THE IMPACT OF ROUTINE MYCOPHENOLATE MOFETIL DRUG MONITORING ON THE TREATMENT OF CARDIAC ALLOGRAFT REJECTION

Abstract

Mycophenolate mofetil (MMF) is a unique immunosupressive agent that has been shown to be efficacious in the treatment of cardiac allograft rejection. The utility of therapeutic drug monitoring on rejection prophylaxis and treatment is inconclusive. This study was undertaken to evaluate the incidence of rejection in relation to MMF trough level following heart transplantation. Between May 1998 and February 1999, we retrospectively analyzed the clinical outcome of 215 heart transplant patients who had routine monitoring of MMF trough level at the time of scheduled endomyocardial biopsy. Patients were divided into three groups according to the time interval post transplant, and were evaluated in relation to the MMF trough level. Group I, 104 patients within 6 months of transplant; Group II, 90 patients, 6–12 months post transplant; and Group III, 71 patients beyond one year of transplant. Fifty patients had samples in more than one group. Rejection was defined as Grade ≥ 3A based on ISHLT criteria. Mean follow-up period was 179±52 days.
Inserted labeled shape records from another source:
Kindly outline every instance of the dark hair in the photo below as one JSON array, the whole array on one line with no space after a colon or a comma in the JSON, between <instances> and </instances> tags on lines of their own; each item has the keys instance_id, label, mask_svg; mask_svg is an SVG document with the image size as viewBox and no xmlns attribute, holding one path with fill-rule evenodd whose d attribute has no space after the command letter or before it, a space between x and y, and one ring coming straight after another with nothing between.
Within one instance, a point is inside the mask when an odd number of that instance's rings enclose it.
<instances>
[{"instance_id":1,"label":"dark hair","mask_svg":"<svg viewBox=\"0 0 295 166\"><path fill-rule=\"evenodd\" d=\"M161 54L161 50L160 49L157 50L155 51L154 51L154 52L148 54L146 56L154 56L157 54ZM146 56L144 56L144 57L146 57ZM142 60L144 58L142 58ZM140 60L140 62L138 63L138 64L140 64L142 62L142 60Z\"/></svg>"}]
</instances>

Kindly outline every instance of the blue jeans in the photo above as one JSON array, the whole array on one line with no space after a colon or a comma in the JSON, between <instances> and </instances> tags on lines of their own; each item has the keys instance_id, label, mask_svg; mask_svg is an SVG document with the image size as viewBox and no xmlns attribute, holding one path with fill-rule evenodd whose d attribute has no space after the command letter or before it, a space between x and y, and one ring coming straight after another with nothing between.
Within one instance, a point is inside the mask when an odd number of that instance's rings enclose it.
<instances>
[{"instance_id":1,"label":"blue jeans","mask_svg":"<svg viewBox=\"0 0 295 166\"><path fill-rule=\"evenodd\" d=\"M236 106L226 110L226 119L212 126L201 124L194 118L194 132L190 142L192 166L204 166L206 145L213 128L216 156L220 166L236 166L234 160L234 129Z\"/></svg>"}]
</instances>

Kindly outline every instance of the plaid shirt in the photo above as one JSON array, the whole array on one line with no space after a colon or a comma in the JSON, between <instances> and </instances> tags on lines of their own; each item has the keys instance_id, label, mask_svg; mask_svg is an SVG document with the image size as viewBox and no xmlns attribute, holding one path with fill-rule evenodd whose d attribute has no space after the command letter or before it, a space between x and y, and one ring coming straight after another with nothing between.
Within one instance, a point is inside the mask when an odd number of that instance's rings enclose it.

A significantly decreased incidence of rejection was noted in the samples with MMF trough level≥2 mg/l compared to those with less than 2 mg/l in patients evaluated within the first year of transplant (Group I: 8.8% vs. 14.9%, Group II: 4.2% vs. 11.3%, both P =0.05). In the presence of therapeutic cyclosporine (CSA) or tacrolimus (FK) blood levels, the incidence of rejection decreased significantly when MMF trough level was≥2 mg/l compared to samples with MMF trough level <2 mg/l (3.6% vs. 14.4%, P =0.005). No significant difference was noted in the presence of subtherapeutic CSA or FK levels (15.4% vs. 13.9%, P =NS) Monitoring of MMF trough levels may play a role in the management of cardiac transplant recipients during the first year post transplant.